In his study of Balaam in the fourth part of his book, »From Balaam to Jesus« (497–669) M. emphasizes that rabbinic literature is primarily self-referential. While Palestinian tannaitic sources depict Balaam as the quintessential »enemy of Israel«, they never identify him with Jesus. An association between the two (»Jésus est bien présenté comme ›le nouveau Balaam‹, un sorte d’avatar«, ibid., 663) appears only later and especially in the Bavli, where both are accused of necromancy and placed in hell (cf. b. Git. 56b–57a). The reference to »boiling excrement« (b. Er. 21b), which Schäfer con-siders an allusion to the eucharist, seems to refer to Christianity as a form of neo-idolatry in the eyes of rabbis. Idolatry is also asso-ciat­ed with excrement and prostitution in other rabbinic texts. Ba­bylonian rabbis viewed Christianity as a heresy which had turned a man into God and prostrated before human representa-tions.

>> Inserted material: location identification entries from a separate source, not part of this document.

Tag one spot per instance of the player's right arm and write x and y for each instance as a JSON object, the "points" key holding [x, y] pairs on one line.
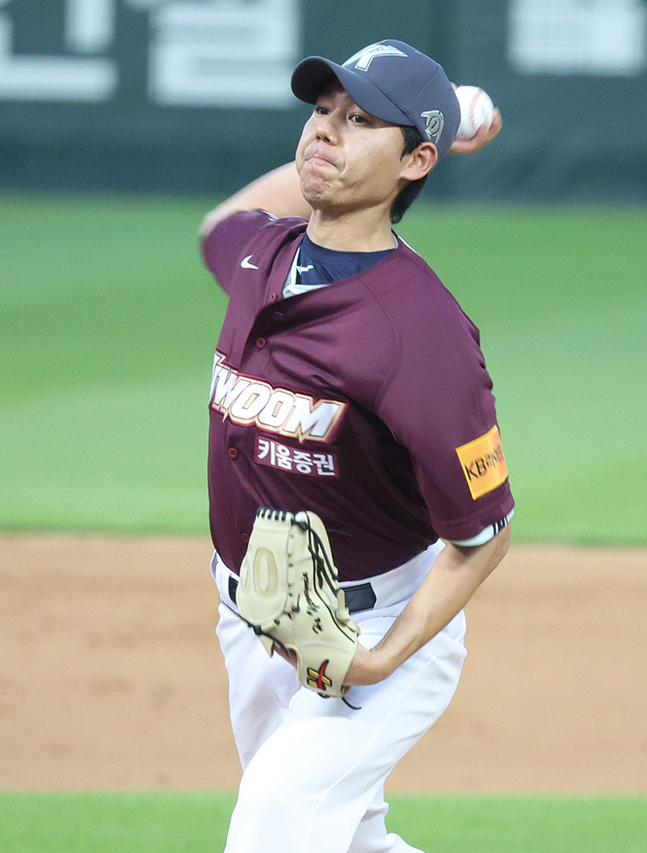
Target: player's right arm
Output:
{"points": [[278, 192]]}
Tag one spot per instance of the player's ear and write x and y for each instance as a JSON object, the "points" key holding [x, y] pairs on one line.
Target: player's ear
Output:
{"points": [[419, 162]]}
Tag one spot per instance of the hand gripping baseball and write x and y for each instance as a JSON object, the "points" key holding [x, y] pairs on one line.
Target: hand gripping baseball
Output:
{"points": [[289, 594]]}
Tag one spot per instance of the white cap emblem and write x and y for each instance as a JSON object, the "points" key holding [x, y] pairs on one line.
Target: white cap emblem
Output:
{"points": [[435, 123]]}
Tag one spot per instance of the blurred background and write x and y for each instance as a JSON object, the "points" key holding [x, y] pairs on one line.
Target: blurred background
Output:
{"points": [[194, 95], [123, 121]]}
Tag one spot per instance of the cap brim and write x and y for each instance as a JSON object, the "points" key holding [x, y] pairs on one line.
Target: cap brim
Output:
{"points": [[312, 75]]}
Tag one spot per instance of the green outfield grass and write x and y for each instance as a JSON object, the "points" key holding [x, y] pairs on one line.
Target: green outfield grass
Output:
{"points": [[174, 823], [108, 323]]}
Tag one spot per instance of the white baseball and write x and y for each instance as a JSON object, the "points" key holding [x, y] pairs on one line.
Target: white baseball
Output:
{"points": [[476, 109]]}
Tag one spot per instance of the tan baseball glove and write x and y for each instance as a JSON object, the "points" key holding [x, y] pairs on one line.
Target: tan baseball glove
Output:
{"points": [[289, 594]]}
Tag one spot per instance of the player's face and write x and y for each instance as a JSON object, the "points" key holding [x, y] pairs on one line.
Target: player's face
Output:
{"points": [[348, 159]]}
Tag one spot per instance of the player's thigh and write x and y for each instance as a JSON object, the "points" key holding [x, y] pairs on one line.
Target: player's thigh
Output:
{"points": [[260, 687]]}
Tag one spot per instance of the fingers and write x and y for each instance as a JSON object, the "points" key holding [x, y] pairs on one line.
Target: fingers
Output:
{"points": [[287, 654], [484, 136]]}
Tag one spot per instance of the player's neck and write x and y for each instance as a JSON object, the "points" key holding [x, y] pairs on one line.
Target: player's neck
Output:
{"points": [[357, 231]]}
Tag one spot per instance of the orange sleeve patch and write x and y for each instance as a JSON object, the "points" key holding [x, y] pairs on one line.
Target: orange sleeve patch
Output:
{"points": [[483, 463]]}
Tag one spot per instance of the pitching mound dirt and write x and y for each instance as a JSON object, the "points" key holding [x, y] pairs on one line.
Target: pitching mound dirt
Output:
{"points": [[111, 676]]}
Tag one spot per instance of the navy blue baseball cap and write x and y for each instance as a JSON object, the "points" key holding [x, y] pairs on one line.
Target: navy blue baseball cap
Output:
{"points": [[392, 81]]}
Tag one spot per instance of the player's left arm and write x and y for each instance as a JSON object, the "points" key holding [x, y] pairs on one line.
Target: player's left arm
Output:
{"points": [[454, 578], [278, 192]]}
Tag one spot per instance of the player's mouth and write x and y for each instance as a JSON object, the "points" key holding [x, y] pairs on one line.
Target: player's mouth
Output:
{"points": [[318, 157]]}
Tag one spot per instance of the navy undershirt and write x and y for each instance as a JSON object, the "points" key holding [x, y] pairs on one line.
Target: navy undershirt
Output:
{"points": [[317, 265]]}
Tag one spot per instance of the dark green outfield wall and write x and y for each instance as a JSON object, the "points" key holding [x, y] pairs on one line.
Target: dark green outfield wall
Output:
{"points": [[193, 95]]}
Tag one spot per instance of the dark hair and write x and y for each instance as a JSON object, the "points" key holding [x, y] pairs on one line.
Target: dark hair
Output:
{"points": [[408, 194]]}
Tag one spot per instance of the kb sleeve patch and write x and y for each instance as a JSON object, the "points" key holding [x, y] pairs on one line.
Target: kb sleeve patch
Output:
{"points": [[483, 463]]}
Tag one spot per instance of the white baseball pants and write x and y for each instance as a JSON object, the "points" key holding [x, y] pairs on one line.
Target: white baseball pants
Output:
{"points": [[314, 768]]}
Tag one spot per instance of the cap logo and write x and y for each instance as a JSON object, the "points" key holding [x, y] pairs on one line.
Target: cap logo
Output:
{"points": [[364, 57], [435, 124]]}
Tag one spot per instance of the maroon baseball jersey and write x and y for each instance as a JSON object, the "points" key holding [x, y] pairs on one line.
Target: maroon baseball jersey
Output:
{"points": [[366, 401]]}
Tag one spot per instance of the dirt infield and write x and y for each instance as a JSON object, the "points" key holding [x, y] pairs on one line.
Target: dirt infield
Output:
{"points": [[111, 676]]}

M. concludes that, with the possible exception of two details (the family name Panthera and Jewish-Christian healing activit­ies), rabbinic texts do not add anything knew to our knowledge of the historical Jesus and early Christianity. The rabbinic image of Jesus rather reflects rabbis’ image of Christians and Christianity at their own time and place. Against Schäfer, M. maintains that none of the texts provides evidence of rabbis’ direct knowledge of New Testament texts. Rabbis were probably aware of some Christian teachings from oral debates. They reacted against certain doc-trines, assertions, and ideas rather than creating polemical counter-narratives against a text: »nous n’avons pas affaire à une entreprise planifiée de grande ampleur dirigée contre un écrit mais plutôt à des réponses au coup par coup faisant suite à des échanges ponctuels ou, tout simplement, en réaction au ›discours ambiant‹« (674).
M.’s thorough and well-balanced study can be considered the definitive statement on rabbinic perceptions of Jesus. The book will constitute the basis for all further discussions of these texts. It can be highly recommended to all scholars and students of ancient Judaism, rabbinic literature, patristics, and Roman-Byzantine and Sasanian history.